Suppose I have the matrix \begin{align} F_s&=\begin{bmatrix} F_{1s} & G \\ G^T & F_{2s} \end{bmatrix} \end{align} where $F_{1s},F_{2s}$ are symmetric matrices that are also negative definite. $F_s$ is negative definite if and only if the following matrix inequality holds: \begin{align} F_{2s}<G^TF^{-1}_{1s}G. \end{align}
My Question
Suppose that I replace $F_s$ with \begin{align} F&=\begin{bmatrix} F_{1s} & G_1 \\ G_2 & F_{2s} \end{bmatrix} \end{align} Is $F$ negative deinite if and only if the following matrix inequality holds: \begin{align} F_{2s}<G_2F^{-1}_{1s}G_1? \end{align}
Background
This question occurred to me when reading the paper On Partial Contraction Analysis for Coupled Nonlinear Oscillators section 2.2 (it is not necessary to read this section I am just giving some background).

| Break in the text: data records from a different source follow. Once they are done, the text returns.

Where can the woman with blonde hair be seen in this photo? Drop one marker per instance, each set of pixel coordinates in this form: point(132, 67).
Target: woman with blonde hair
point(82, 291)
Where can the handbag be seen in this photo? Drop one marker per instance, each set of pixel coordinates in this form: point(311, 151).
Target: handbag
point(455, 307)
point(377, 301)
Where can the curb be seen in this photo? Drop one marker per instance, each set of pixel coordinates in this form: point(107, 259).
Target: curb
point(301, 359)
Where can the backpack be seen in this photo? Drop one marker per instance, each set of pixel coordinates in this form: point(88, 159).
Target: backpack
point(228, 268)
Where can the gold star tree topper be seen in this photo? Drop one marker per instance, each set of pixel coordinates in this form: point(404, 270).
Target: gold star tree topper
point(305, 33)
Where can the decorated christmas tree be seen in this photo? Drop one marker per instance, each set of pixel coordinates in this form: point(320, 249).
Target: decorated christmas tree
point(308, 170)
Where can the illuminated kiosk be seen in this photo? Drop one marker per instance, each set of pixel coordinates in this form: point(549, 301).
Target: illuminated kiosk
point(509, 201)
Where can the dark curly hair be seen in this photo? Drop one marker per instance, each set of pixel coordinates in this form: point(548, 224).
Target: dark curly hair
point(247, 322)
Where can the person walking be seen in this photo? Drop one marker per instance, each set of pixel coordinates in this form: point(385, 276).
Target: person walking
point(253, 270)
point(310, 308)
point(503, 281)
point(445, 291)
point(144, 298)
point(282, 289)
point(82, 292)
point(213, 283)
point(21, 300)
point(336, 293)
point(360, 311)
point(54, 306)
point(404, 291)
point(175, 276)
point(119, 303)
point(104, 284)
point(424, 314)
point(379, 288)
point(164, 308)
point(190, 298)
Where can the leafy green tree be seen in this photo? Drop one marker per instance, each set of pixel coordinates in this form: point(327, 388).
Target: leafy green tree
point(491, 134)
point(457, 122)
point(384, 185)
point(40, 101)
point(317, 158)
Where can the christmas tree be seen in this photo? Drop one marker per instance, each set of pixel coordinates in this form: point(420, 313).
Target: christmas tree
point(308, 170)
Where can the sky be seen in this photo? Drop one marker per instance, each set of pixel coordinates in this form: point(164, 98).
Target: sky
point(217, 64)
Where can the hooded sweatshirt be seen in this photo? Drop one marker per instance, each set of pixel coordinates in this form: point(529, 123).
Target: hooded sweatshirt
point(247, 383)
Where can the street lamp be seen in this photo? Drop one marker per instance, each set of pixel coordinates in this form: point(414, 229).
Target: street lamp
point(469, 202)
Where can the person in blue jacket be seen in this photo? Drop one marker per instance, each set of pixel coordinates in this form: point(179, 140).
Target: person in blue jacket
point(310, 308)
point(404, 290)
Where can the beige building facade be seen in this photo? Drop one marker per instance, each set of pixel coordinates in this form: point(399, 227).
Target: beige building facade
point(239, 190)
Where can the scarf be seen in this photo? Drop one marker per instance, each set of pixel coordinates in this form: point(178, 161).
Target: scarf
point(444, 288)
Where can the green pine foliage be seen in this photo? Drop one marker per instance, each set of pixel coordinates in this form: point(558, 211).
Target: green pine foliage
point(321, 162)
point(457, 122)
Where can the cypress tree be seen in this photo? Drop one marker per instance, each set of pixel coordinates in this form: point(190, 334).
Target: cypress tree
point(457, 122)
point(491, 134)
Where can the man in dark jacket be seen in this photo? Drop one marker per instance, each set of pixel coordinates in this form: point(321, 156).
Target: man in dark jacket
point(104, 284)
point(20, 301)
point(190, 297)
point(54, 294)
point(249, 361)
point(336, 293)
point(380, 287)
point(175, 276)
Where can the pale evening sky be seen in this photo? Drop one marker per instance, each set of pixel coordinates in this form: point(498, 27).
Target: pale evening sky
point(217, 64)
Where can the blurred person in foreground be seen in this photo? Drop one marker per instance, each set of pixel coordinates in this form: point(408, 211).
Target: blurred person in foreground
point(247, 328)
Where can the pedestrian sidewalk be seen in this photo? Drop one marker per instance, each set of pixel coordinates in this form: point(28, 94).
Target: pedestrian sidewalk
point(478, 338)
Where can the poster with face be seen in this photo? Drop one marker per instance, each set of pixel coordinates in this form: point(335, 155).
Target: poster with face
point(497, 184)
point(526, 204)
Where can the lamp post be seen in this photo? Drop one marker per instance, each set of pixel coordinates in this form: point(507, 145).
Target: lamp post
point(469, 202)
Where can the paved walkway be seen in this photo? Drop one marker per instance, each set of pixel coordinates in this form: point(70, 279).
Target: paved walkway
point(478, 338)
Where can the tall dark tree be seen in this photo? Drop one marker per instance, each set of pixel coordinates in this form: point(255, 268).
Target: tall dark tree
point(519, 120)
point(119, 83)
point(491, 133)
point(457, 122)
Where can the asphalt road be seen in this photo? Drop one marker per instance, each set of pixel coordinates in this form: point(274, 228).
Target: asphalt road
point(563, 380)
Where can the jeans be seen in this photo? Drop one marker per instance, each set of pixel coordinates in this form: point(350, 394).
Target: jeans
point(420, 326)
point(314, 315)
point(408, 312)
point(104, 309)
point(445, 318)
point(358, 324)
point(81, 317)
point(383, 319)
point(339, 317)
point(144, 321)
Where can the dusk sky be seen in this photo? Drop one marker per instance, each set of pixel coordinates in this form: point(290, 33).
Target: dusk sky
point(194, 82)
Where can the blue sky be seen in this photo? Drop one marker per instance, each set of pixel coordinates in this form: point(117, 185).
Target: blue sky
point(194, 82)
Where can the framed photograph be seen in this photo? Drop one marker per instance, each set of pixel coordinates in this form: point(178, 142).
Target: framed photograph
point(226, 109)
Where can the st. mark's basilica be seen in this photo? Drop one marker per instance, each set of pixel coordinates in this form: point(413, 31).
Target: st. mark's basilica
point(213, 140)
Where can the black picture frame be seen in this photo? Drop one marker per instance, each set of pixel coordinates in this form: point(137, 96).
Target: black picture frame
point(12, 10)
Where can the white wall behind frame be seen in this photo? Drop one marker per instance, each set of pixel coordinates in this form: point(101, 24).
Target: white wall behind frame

I am trying to solve a much larger problem that would be made significantly easier if $F_{2s}<G_2F^{-1}_{1s}G_1$ implied $F$ is negative definite.
Attempt
Because general properties of matrices are outside my field of expertise my first idea was to find a counter example. My best idea for a counter example is \begin{align} \begin{bmatrix} -1 & a \\ b & -1 \end{bmatrix} \end{align} where $a$ and $b$ are scalars. The inequality $F_{2s}<G_2F^{-1}_{1s}G_1$ becomes \begin{align} -1&<b(-1)a\\ 1&>ab \end{align} As the eigenvalues of the matrix are $\lambda_{1,2}=-1\pm\sqrt{ab}$, the matrix is negative definite if and only if $1>ab$. So the statement holds.
Obviously this is not a proof but I cannot think of how to prove the general case. A hint or help would be appreciated.